2.1. Search Strategy

The search was performed in the PubMed and Web of Science databases. The search was conducted by two independent researchers (YFB and SRSC); disagreements on the entry or exclusion of articles were resolved by a third researcher (RPV). Additionally, the reference lists of reviews were examined to identify other relevant studies. The search covered English-language articles published in the last thirteen years, from January 2010 to August 2023.
The descriptors extracted from the “Health Sciences Descriptors” (DeCS/MeSH) and keywords were combined using the Boolean operators OR and AND as follows: (“pre workout” OR “ergogenic aids” OR “supplements pre workout”) AND (“adverse effects” AND “arrhythmias” AND “ischaemic heart disease” AND “heart health” AND “heart disease”).
A second search was conducted to broaden the scope to include more recent articles and to extend the search locations. One of the other researchers (PAQI) independently performed this search. The search used the previously discussed strategies, incorporating newly published research articles and case reports from 2024.

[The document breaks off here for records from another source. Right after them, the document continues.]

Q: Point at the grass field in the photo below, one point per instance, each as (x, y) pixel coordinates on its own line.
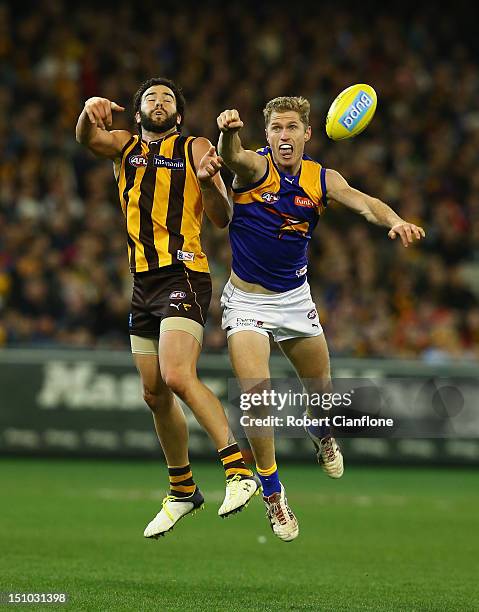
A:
(379, 539)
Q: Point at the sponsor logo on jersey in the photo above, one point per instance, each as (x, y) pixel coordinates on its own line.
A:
(356, 111)
(177, 295)
(304, 202)
(165, 162)
(269, 197)
(248, 322)
(185, 255)
(137, 161)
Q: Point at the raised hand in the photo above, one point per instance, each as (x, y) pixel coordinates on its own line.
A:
(407, 232)
(210, 164)
(99, 111)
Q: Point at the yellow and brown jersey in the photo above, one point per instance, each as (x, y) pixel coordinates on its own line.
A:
(161, 200)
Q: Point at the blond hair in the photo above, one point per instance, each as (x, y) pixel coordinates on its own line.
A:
(288, 103)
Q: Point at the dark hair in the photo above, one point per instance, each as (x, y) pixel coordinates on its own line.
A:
(180, 99)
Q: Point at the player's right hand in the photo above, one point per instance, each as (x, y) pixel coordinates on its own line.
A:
(229, 121)
(99, 111)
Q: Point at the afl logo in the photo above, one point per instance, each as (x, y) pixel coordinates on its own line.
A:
(137, 161)
(177, 295)
(269, 197)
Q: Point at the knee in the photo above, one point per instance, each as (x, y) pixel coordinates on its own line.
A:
(157, 399)
(178, 380)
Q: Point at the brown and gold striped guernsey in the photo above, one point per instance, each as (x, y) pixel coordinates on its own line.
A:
(161, 200)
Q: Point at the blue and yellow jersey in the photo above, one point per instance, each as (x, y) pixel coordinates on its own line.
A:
(272, 224)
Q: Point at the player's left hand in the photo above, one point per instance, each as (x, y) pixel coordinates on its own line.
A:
(408, 232)
(210, 164)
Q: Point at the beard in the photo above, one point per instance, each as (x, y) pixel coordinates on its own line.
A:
(158, 127)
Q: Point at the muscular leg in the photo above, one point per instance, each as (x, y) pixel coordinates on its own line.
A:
(179, 352)
(249, 354)
(169, 419)
(310, 358)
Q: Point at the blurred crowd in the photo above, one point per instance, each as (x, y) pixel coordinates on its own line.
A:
(64, 278)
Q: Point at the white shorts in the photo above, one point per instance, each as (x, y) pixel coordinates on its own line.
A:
(286, 315)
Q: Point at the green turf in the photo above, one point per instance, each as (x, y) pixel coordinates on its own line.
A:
(379, 539)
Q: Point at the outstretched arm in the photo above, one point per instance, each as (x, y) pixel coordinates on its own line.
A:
(93, 125)
(213, 190)
(373, 209)
(248, 166)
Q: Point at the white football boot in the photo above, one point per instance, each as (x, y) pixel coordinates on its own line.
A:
(329, 455)
(239, 490)
(282, 520)
(173, 509)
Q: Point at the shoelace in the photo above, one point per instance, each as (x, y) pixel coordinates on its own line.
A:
(236, 480)
(276, 510)
(163, 505)
(328, 447)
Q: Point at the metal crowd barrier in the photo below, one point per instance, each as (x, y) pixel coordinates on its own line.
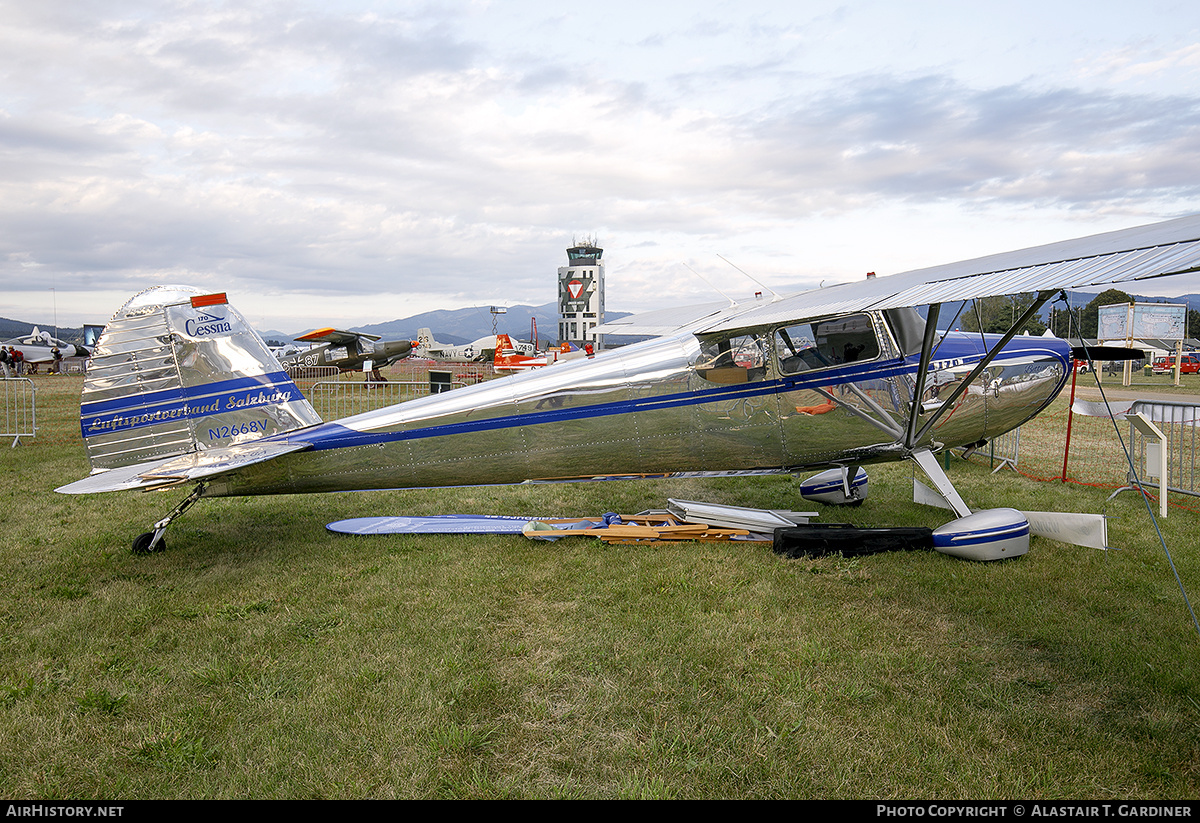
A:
(18, 404)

2.2. Inclusion and Exclusion Criteria

Original clinical studies conducted in humans, reviews, systematic reviews, and meta-analyses were considered for inclusion. The PICOTS framework model was used to determine the inclusion and exclusion criteria. (1) Population: clinical studies in humans, of any sex, age, or level of physical conditioning (athletes or non-athletes). We did not limit the age range, in order to guarantee a greater entry of possible studies within the scope of the review. (2) Intervention: studies that evaluated the effects of multi-ingredient pre-workout supplements (MIPWs) and possible adverse cardiovascular effects as the primary outcomes. (3) Comparator: studies that used a control drink or placebo were included. (4) Outcome: studies that included the effects of MIPWs (including drink or food supplements that are commonly marketed as products to be consumed before engaging in any form of training and are characterized by a mix of nutrients that can promote positive effects on exercise performance) on cardiovascular outcomes as the primary outcome and changes in physical performance as secondary outcomes. (5) Time: intervention studies with acute or chronic effects were included in this review. The exclusion criteria included articles that were not published in journals in English, studies without complete abstracts available, studies that were not available, and studies in pre-print that have not gone through a double-blind review process. This approach guarantees a greater scope for the findings and maintains the methodological quality of the articles indexed in the body of this review. Studies that were not available in full were requested by the researchers directly from the corresponding authors through ResearchGate, a platform that connects researchers and allows them to share their research.

3. Results

A total of 406 studies were found through the electronic and manual searches. Due to duplication, 149 studies were removed from the list. After reviewing the titles and abstracts, 224 articles were excluded, leaving 33 for the full-text analysis. Of these, two were excluded due to the inability to locate the full text, and nine did not evaluate cardiovascular markers. The results of the remaining 24 articles were synthesized into a narrative form for this integrative review. The second search found two articles that were later included (Figure 1).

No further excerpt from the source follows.